Ma se si tiene conto della flessibilità dell’organizzazione del servizio mensa di cui si è sopra dato conto e della non essenzialità ai fini strettamente didattici del “tempo mensa”, le istituzioni scolastiche dovrebbero essere portate anche a consentire una rimodulazione degli orari scolastici, ove proposta da una maggioranza di genitori, anche a livello di singole classi, diretta a concentrare l’orario scolastico (spesso già ridotto per via della situazione emergenziale) nelle ore del mattino e nelle primissime ore del pomeriggio, con l’eliminazione del “tempo mensa”, e conseguente rinuncia da parte dei genitori al relativo servizio. 

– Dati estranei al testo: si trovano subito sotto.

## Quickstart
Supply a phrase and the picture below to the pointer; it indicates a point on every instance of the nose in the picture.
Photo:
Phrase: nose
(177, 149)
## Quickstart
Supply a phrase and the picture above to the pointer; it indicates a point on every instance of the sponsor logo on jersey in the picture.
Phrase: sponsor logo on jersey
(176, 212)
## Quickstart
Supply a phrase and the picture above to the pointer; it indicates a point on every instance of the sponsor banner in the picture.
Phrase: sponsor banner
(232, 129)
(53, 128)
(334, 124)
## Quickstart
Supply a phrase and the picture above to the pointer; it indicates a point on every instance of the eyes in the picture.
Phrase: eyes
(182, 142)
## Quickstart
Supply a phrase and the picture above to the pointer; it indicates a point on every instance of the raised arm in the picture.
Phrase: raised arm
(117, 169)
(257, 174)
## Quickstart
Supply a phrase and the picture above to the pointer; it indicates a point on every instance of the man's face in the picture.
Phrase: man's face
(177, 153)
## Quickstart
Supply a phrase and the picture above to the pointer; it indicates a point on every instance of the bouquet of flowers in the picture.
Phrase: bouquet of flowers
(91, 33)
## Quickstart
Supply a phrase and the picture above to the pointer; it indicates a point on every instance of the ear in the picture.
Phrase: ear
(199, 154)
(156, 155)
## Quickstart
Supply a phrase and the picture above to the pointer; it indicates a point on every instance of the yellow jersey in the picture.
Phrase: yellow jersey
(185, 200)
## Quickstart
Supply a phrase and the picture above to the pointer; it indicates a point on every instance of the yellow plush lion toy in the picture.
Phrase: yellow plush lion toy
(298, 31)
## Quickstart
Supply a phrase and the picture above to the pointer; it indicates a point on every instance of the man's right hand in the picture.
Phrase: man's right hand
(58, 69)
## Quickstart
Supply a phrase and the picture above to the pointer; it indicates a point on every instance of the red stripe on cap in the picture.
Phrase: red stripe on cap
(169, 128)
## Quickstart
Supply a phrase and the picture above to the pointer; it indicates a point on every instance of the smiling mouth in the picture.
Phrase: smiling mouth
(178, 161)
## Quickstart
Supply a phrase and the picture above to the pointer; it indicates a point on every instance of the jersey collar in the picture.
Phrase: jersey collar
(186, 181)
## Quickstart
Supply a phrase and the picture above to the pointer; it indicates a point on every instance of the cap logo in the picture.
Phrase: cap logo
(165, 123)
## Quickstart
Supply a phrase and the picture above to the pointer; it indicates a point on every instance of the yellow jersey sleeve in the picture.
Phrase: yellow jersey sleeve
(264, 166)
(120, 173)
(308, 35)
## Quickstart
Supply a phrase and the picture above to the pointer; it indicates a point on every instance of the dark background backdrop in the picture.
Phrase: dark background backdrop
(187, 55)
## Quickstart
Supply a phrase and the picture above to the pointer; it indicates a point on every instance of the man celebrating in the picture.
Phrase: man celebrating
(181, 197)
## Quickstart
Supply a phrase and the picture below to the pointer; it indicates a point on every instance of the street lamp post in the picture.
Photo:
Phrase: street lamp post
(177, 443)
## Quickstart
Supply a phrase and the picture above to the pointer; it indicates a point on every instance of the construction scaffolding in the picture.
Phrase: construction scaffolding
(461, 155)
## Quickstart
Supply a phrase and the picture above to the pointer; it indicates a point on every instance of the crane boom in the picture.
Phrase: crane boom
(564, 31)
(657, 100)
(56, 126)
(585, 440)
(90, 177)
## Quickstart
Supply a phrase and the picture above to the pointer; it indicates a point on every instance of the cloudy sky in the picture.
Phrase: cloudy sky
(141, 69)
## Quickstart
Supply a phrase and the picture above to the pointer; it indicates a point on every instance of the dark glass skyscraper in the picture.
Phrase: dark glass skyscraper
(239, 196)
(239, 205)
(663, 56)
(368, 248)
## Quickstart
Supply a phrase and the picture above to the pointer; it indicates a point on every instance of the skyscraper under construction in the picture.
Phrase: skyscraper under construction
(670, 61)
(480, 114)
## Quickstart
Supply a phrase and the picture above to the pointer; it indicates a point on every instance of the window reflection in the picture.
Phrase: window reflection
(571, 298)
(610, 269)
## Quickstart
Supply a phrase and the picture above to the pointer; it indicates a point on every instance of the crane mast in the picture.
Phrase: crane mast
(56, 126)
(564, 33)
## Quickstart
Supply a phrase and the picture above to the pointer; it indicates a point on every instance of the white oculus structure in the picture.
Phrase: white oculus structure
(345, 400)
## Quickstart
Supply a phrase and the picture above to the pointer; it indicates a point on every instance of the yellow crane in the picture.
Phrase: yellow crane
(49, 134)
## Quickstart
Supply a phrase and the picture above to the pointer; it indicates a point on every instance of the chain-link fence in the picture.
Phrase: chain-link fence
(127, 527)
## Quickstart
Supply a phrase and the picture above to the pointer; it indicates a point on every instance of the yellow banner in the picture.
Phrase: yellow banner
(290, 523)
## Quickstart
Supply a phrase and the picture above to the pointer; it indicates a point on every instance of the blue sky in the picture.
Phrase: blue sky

Tale soluzione, se debitamente istruita e modulata dalla dirigenza e da questa quindi ritenuta compatibile con gli interessi organizzativi e in generale con il buon andamento dell’istituzione scolastica, dovrebbe essere poi tempestivamente comunicata all’ente locale al fine di permettergli una riorganizzazione del servizio mensa e, qualora possibile, una revisione degli accordi contrattuali con la ditta erogatrice del servizio, con conseguente esonero dei genitori dal pagamento del servizio che non viene erogato né fruito.